Good catch. In my test case it doesn't make a difference. The limit ends
up begin 2048 in either case. But you're right, the code was incorrect.
[[[
* subversion/libsvn_diff/lcs.c
(shift_sqrt): New helper function. Borrowed from Game of Trees' diff.
(svn_diff__lcs): Limit the effort spent on finding an optimal diff to
avoid spinning on the CPU for a long time (30 minutes or more) for
some input files. Large XML documents were known to trigger this.
]]
Index: subversion/libsvn_diff/lcs.c
===================================================================
--- subversion/libsvn_diff/lcs.c (revision 1890390)
+++ subversion/libsvn_diff/lcs.c (working copy)

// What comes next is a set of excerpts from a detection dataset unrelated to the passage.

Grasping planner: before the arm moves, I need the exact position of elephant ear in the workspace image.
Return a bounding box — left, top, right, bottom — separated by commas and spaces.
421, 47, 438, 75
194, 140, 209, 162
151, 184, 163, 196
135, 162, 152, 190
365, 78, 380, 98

@@ -227,7 +227,18 @@ prepend_lcs(svn_diff__lcs_t *lcs, apr_off_t lines,
return new_lcs;
}
+/* Integer square root approximation */
+static int
+shift_sqrt(apr_off_t val)
+{
+ int i;
+ for (i = 1; val > 0; val >>= 2)
+ i <<= 1;
+
+ return i;
+}
+
svn_diff__lcs_t *
svn_diff__lcs(svn_diff__position_t *position_list1, /* pointer to tail (ring)
*/
svn_diff__position_t *position_list2, /* pointer to tail (ring)
*/
@@ -245,7 +256,10 @@ svn_diff__lcs(svn_diff__position_t *position_list1
svn_diff__snake_t *fp;
apr_off_t d;
apr_off_t k;
- apr_off_t p = 0;
+ apr_off_t p = 0; /* # moves away from k=0 */
+ /* The minimum cost 'p' (# moves away from k=0) we are willing to invest. */
+ const int min_cost_limit = 1024;
+ int max_cost_limit;
svn_diff__lcs_t *lcs, *lcs_freelist = NULL;
svn_diff__position_t sentinel_position[2];
@@ -337,6 +351,24 @@ svn_diff__lcs(svn_diff__position_t *position_list1
fp[d - 1].position[0] = sentinel_position[0].next;
fp[d - 1].position[1] = &sentinel_position[1];
+ /* Limit the effort spent looking for a diff snake. If files have
+ * very few lines in common, the effort spent to find nice diff
+ * snakes is just not worth it, the diff result will still be
+ * essentially minus everything on the left, plus everything on
+ * the right, with a few useless matches here and there.
+ *
+ * Very large files which have a lot of common lines interleaved with
+ * changed lines (such as humongous auto-generated XML documents) could
+ * easily keep us busy here for a very long time, in the order of hours.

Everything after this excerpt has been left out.